To solve this problem, a team of Michigan State University scientists has created a new app and hardware for smartphones to measure blood pressure with accuracy that may rival arm-cuff devices. The technology, published in the current issue of Science Translational Medicine along with a video, also includes a discovery of a more convenient measurement point.
“We targeted a different artery, the transverse palmer arch artery at the fingertip, to give us better control of the measurement,” said Anand Chandrasekhar, MSU electrical and computer engineering doctoral student and the lead author. “We were excited when we validated this location. Being able to use your fingertip makes our approach much easier and more accessible.”
The approach uses two sensors: an optical sensor on top of a force sensor. The sensor unit and other circuitry are housed in a 1 centimeter-thick case attached to the back of the phone. Users turn on the app and press their fingertip against the sensor unit. With their finger on the unit, they hold their phone at heart level and watch their smartphone screen to ensure they’re applying the correct amount of finger pressure.
“A key point was to see if users could properly apply the finger pressure over time, which lasts as long as an arm-cuff measurement,” Ramakrishna Mukkamala, MSU electrical and computer engineering professor and senior author said. “We were pleased to see that 90 percent of the people trying it were able to do it easily after just one or two practice tries.”
Internationally, this device could be a game-changer. While high blood pressure is treatable with lifestyle changes and medication, only around 20 percent of people with hypertension have their condition under control. This invention gives patients a convenient option, and keeping a log of daily measurements would produce an accurate average, discounting an occasional measurement anomaly, Mukkamala added.

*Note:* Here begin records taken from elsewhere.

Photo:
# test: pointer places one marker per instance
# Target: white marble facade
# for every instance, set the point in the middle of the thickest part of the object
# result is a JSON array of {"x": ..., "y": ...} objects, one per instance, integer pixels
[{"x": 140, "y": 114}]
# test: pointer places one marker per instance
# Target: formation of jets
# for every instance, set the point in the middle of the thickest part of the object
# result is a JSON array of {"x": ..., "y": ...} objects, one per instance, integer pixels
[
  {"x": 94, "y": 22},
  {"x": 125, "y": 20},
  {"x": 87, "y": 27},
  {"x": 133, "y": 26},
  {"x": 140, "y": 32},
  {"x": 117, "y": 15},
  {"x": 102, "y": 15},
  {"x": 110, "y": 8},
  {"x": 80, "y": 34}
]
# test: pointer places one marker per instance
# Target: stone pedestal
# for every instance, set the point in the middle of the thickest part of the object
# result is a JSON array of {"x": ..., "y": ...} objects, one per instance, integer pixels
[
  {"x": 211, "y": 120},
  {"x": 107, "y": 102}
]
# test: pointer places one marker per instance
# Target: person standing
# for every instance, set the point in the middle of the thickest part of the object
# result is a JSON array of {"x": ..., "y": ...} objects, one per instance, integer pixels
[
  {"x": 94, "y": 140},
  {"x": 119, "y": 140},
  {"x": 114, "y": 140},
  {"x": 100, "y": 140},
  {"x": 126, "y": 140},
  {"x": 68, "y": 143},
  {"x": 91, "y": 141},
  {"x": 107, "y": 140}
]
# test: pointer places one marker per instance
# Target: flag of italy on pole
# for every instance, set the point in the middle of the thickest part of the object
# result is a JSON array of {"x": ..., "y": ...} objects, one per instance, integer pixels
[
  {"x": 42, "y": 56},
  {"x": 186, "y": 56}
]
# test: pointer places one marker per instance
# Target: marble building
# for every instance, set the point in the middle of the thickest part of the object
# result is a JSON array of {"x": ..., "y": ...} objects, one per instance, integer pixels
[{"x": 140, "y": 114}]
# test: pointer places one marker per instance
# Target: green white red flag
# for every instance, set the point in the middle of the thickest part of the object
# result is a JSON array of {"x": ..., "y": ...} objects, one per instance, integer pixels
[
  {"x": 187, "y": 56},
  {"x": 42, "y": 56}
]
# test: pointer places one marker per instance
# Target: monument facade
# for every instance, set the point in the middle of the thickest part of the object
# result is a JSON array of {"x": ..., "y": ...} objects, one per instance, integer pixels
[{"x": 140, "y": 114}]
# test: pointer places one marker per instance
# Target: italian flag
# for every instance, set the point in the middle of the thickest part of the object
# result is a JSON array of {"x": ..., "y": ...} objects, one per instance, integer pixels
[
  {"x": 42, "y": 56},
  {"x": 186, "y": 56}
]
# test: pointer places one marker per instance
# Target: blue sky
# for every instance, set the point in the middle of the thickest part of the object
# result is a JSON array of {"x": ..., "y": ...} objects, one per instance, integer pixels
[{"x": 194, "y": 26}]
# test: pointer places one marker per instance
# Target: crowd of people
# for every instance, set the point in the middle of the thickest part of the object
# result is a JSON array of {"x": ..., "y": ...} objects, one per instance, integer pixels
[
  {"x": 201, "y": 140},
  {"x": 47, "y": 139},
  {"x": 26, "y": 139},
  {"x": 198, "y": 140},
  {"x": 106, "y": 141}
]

The research team will continue to improve accuracy and hopes to pursue more comprehensive testing based on the standard protocol of the Association for the Advancement of Medical Instrumentation. The scientists are already making inroads to build improved hardware. Future iterations could be as thin as 1 millimeter and be part of a standard protective phone case.
Additional MSU scientists contributing to this discovery included Mohammed Naji and Keerthana Natarajan; University of Maryland researchers Chang-Sei Kim and Jin-Oh Hahn were co-authors of the paper.
This research was supported in part by the National Institutes of Health and MSU.